Tuesday, January 5, 2016

God Is with Us

All this took place to fulfill what the Lord had spoken by the prophet:

    “Behold, the virgin shall conceive and bear a son,
        and they shall call his name Immanuel”

(which means, God with us).  (Mt 1:22-23)


In a tone worthy of the wonder, with all his might he has uttered his voice, saying, “Now all this was done.”  For when he saw the sea and the abyss of the love of God towards man, and that actually come to pass which never had been looked for, and nature’s laws broken, and reconciliations made, Him who is above all come down to him that is lower than all, and “the middle walls of partition broken,” and the impediments removed, and many more things than these done besides; in one word he has put before us the miracle, saying, “Now all this was done that it might be fulfilled which was spoken of the Lord.”  Which same thing Paul also everywhere labors to prove.

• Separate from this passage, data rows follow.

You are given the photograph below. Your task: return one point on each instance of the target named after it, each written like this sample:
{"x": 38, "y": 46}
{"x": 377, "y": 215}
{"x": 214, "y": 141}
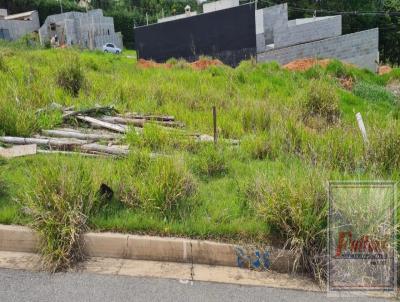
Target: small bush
{"x": 322, "y": 101}
{"x": 210, "y": 161}
{"x": 165, "y": 186}
{"x": 296, "y": 208}
{"x": 3, "y": 184}
{"x": 3, "y": 65}
{"x": 256, "y": 117}
{"x": 373, "y": 92}
{"x": 16, "y": 118}
{"x": 71, "y": 77}
{"x": 384, "y": 150}
{"x": 59, "y": 200}
{"x": 257, "y": 147}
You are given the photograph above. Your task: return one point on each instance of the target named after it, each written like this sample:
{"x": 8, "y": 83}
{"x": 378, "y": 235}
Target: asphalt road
{"x": 27, "y": 286}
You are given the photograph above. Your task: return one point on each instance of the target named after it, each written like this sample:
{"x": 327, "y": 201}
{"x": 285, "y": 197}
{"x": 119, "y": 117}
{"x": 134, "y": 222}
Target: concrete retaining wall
{"x": 359, "y": 48}
{"x": 176, "y": 17}
{"x": 218, "y": 5}
{"x": 126, "y": 246}
{"x": 275, "y": 17}
{"x": 307, "y": 30}
{"x": 19, "y": 28}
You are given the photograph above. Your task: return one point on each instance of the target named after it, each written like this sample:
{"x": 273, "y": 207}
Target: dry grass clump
{"x": 322, "y": 102}
{"x": 59, "y": 203}
{"x": 296, "y": 207}
{"x": 384, "y": 151}
{"x": 162, "y": 185}
{"x": 71, "y": 77}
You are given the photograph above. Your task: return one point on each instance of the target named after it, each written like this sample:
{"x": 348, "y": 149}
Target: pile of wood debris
{"x": 97, "y": 131}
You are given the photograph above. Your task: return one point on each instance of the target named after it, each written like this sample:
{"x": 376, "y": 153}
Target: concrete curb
{"x": 125, "y": 246}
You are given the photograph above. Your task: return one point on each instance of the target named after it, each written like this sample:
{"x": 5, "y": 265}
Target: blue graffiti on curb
{"x": 253, "y": 259}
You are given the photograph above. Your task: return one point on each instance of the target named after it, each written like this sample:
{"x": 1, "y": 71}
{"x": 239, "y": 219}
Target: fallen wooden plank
{"x": 17, "y": 151}
{"x": 165, "y": 118}
{"x": 42, "y": 141}
{"x": 71, "y": 153}
{"x": 90, "y": 111}
{"x": 99, "y": 123}
{"x": 124, "y": 121}
{"x": 115, "y": 150}
{"x": 79, "y": 135}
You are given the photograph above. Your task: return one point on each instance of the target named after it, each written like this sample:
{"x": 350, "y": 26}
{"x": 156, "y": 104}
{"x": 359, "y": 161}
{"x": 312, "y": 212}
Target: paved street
{"x": 16, "y": 285}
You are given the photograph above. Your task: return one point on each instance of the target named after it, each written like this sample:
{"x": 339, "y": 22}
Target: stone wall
{"x": 19, "y": 28}
{"x": 89, "y": 30}
{"x": 218, "y": 5}
{"x": 360, "y": 48}
{"x": 275, "y": 17}
{"x": 307, "y": 30}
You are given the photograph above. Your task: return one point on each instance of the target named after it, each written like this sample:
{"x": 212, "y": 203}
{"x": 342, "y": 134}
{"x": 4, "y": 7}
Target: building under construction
{"x": 232, "y": 32}
{"x": 88, "y": 30}
{"x": 13, "y": 27}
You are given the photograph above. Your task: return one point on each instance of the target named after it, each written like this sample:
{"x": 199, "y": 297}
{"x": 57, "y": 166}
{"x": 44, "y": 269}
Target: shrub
{"x": 322, "y": 101}
{"x": 3, "y": 65}
{"x": 59, "y": 200}
{"x": 373, "y": 92}
{"x": 3, "y": 185}
{"x": 162, "y": 186}
{"x": 256, "y": 117}
{"x": 384, "y": 150}
{"x": 296, "y": 208}
{"x": 257, "y": 147}
{"x": 71, "y": 77}
{"x": 210, "y": 161}
{"x": 16, "y": 118}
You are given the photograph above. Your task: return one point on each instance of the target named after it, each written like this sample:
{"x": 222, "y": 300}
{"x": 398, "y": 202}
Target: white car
{"x": 109, "y": 47}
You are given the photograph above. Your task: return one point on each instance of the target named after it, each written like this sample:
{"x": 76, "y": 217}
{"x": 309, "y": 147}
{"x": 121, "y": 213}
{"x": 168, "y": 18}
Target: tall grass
{"x": 59, "y": 202}
{"x": 296, "y": 208}
{"x": 284, "y": 120}
{"x": 163, "y": 186}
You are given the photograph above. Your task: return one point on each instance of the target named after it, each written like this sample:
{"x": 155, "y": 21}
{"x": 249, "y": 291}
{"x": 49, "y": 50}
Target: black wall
{"x": 229, "y": 35}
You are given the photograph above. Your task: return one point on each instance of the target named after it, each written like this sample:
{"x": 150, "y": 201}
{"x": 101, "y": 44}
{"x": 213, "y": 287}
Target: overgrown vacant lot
{"x": 296, "y": 131}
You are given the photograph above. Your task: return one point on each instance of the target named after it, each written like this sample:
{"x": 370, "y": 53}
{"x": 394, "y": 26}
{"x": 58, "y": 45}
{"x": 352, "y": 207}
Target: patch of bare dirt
{"x": 394, "y": 87}
{"x": 151, "y": 64}
{"x": 306, "y": 64}
{"x": 384, "y": 69}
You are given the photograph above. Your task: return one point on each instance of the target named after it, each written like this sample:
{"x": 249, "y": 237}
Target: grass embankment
{"x": 297, "y": 131}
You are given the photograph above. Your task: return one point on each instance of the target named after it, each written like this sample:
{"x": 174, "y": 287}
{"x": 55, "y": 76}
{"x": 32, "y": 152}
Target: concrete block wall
{"x": 19, "y": 28}
{"x": 176, "y": 17}
{"x": 218, "y": 5}
{"x": 360, "y": 48}
{"x": 307, "y": 30}
{"x": 91, "y": 29}
{"x": 275, "y": 17}
{"x": 3, "y": 13}
{"x": 260, "y": 38}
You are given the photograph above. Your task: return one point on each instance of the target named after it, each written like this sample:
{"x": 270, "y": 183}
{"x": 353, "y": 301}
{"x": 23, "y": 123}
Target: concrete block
{"x": 207, "y": 252}
{"x": 360, "y": 48}
{"x": 219, "y": 5}
{"x": 105, "y": 245}
{"x": 158, "y": 249}
{"x": 18, "y": 239}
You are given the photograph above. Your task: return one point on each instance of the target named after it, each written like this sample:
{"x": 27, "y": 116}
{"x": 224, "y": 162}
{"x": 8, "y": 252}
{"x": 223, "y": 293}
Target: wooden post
{"x": 215, "y": 125}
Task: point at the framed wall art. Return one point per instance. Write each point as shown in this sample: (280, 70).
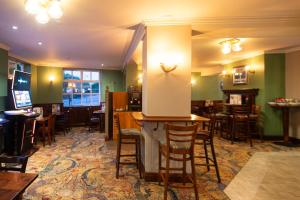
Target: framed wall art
(239, 75)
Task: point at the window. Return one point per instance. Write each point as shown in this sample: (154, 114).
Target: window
(81, 88)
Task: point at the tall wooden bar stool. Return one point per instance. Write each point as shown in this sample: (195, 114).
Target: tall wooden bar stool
(178, 146)
(221, 118)
(206, 138)
(241, 123)
(128, 136)
(254, 121)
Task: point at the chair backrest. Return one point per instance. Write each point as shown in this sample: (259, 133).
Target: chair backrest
(28, 131)
(212, 125)
(14, 163)
(181, 135)
(51, 123)
(218, 107)
(256, 109)
(243, 109)
(117, 123)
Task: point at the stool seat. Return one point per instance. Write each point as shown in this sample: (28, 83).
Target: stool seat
(205, 138)
(134, 135)
(203, 135)
(178, 145)
(131, 131)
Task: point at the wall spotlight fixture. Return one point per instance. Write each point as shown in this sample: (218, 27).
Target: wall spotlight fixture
(51, 78)
(168, 68)
(44, 9)
(140, 78)
(225, 73)
(250, 69)
(193, 81)
(230, 45)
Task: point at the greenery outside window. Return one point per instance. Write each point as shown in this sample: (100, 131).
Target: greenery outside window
(81, 88)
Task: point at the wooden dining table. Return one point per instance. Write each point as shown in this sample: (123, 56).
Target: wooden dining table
(13, 184)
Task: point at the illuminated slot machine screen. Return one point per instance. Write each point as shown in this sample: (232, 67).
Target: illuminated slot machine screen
(22, 99)
(21, 90)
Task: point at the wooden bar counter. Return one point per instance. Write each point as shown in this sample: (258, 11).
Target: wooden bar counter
(153, 131)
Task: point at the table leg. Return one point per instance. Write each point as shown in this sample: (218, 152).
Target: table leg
(285, 124)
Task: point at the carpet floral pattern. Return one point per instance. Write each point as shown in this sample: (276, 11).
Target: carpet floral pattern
(81, 165)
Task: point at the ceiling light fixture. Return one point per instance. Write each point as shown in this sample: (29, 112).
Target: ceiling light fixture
(230, 45)
(44, 9)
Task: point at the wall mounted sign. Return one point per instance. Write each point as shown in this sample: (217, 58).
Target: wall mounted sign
(239, 75)
(12, 66)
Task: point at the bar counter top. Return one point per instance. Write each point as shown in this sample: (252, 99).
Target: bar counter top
(140, 117)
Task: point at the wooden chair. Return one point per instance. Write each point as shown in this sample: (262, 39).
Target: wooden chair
(220, 118)
(128, 136)
(206, 138)
(13, 163)
(240, 123)
(93, 121)
(254, 121)
(178, 146)
(28, 135)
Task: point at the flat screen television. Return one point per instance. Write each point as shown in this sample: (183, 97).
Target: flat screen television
(22, 99)
(21, 81)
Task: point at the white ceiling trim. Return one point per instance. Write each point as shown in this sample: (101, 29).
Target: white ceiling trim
(284, 50)
(4, 46)
(223, 20)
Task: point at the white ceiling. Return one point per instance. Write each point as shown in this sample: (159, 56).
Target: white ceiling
(93, 32)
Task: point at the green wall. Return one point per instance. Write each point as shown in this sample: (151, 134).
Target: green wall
(206, 87)
(269, 78)
(113, 79)
(275, 87)
(3, 77)
(131, 74)
(42, 90)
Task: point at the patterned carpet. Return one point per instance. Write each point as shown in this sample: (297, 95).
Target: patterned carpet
(81, 165)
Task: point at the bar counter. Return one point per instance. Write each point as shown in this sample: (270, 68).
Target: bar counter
(153, 131)
(140, 117)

And the angel proceeds to refer Joseph to Isaiah.  In order that even if he should, when awakened, forget his own words, as newly spoken, he might by being reminded of those of the prophet, with which he had been nourished up continually, retain likewise the substance of what he had said. … For this reason the angel, to make what he said easy to be received, brings in Isaiah.  And neither here does he stop, but connects the discourse with God.  For he does not call the saying Isaiah’s, but that of the God of all things.  For this reason he said not, “that it might be fulfilled which was spoken of Isaiah,” but “which was spoken of the Lord.”  For the mouth indeed was Isaiah’s, but the oracle was given from above.

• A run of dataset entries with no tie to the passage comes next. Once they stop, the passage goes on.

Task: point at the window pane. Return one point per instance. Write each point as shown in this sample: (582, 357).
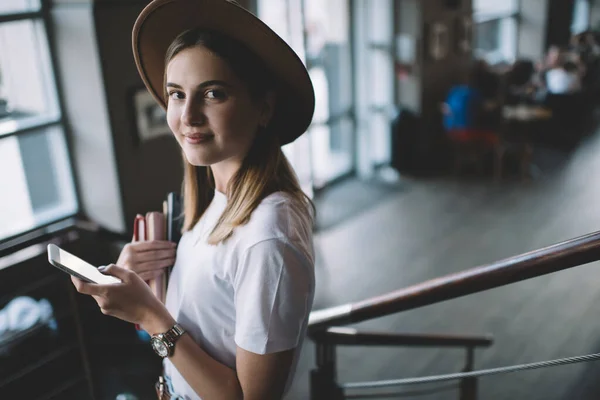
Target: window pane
(496, 40)
(26, 84)
(17, 6)
(489, 7)
(332, 149)
(36, 181)
(328, 50)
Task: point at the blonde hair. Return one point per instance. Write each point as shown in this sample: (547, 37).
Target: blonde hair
(264, 170)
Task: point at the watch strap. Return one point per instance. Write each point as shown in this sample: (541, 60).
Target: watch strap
(174, 333)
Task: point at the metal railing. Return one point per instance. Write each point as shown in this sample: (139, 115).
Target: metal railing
(324, 325)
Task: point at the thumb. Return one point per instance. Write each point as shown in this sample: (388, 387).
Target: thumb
(113, 270)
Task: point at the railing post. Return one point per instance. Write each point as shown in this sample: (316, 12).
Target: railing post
(468, 386)
(323, 379)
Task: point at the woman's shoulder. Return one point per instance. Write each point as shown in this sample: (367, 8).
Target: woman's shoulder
(278, 216)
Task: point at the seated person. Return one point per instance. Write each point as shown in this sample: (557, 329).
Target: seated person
(564, 79)
(468, 113)
(520, 84)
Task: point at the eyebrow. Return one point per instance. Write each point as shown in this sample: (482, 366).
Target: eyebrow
(202, 85)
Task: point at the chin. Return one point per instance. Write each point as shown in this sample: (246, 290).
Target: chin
(199, 160)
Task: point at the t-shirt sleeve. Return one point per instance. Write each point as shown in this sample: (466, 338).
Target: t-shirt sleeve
(273, 288)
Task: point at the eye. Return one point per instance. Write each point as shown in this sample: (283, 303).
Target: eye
(216, 94)
(176, 95)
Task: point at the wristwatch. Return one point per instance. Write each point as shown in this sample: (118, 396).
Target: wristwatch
(164, 343)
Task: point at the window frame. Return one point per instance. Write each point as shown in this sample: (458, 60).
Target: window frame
(39, 232)
(482, 17)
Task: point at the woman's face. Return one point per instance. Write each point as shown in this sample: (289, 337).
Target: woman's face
(210, 111)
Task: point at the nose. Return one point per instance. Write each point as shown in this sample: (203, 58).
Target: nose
(193, 114)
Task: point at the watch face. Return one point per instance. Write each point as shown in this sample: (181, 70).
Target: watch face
(160, 347)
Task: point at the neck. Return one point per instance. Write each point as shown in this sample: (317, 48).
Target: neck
(223, 172)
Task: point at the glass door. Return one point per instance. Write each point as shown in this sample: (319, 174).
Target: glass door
(329, 62)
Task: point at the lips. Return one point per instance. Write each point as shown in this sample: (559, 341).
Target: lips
(196, 138)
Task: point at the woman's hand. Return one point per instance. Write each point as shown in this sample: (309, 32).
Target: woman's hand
(148, 259)
(131, 300)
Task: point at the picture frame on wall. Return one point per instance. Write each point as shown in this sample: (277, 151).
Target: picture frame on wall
(438, 41)
(150, 118)
(464, 34)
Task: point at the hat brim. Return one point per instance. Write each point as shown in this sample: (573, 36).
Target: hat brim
(163, 20)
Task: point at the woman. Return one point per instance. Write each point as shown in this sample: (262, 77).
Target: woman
(242, 286)
(469, 111)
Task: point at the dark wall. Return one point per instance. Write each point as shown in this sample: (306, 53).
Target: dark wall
(439, 75)
(560, 15)
(147, 170)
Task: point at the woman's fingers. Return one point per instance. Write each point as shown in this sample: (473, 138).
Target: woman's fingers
(155, 264)
(151, 255)
(151, 245)
(150, 275)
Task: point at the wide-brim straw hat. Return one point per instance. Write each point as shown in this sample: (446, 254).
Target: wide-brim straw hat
(163, 20)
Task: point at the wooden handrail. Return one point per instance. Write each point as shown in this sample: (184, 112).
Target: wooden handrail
(561, 256)
(343, 336)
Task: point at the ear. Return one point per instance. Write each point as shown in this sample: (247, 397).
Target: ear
(267, 109)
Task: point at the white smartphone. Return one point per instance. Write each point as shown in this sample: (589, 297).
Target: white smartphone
(75, 266)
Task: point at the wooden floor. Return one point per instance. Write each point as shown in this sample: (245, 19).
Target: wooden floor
(432, 228)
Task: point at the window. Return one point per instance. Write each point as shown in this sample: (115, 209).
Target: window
(496, 30)
(581, 16)
(35, 173)
(319, 31)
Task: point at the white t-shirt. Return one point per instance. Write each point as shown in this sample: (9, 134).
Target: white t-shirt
(254, 291)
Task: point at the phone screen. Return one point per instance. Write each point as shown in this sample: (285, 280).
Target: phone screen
(75, 266)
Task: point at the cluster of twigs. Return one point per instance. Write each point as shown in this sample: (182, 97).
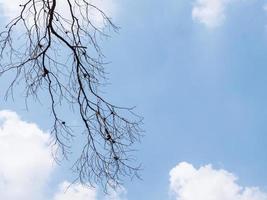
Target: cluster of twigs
(58, 53)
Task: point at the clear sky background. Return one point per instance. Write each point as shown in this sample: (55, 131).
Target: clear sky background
(197, 72)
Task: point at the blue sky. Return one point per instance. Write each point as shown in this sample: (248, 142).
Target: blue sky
(196, 70)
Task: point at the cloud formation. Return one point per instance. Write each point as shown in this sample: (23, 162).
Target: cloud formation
(207, 183)
(26, 164)
(22, 174)
(211, 13)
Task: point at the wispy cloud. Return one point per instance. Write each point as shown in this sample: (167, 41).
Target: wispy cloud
(211, 13)
(207, 183)
(26, 165)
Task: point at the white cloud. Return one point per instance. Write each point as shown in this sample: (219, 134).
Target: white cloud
(211, 13)
(26, 165)
(25, 158)
(207, 183)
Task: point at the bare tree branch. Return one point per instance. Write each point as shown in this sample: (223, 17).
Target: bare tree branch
(58, 53)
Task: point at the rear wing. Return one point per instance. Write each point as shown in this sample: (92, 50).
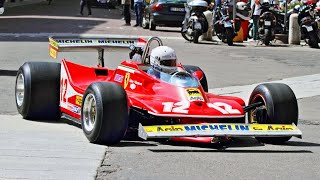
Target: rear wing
(67, 44)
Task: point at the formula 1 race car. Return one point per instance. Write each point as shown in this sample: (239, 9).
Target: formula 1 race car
(108, 103)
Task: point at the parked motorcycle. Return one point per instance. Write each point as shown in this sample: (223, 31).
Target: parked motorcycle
(267, 24)
(226, 28)
(195, 22)
(309, 26)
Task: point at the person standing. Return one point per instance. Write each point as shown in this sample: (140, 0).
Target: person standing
(138, 10)
(126, 11)
(256, 12)
(85, 3)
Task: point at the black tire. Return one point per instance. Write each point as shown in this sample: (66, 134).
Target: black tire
(313, 39)
(281, 107)
(186, 36)
(229, 36)
(145, 24)
(152, 26)
(111, 113)
(203, 81)
(41, 91)
(267, 37)
(196, 36)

What then does this oracle say? “Behold, the virgin shall conceive and bear a son, and they shall call his name Immanuel.”  How was it then, one may say, that His name was not called Immanuel, but Jesus Christ?  Because he said not, “thou shalt call,” but “they shall call,” that is, the multitude, and the issue of events.  For here he puts the event as a name: and this is customary in Scripture, to substitute the events that take place for names.  Therefore, to say, “they shall call” Him “Immanuel,” means nothing else than that they shall see God among men.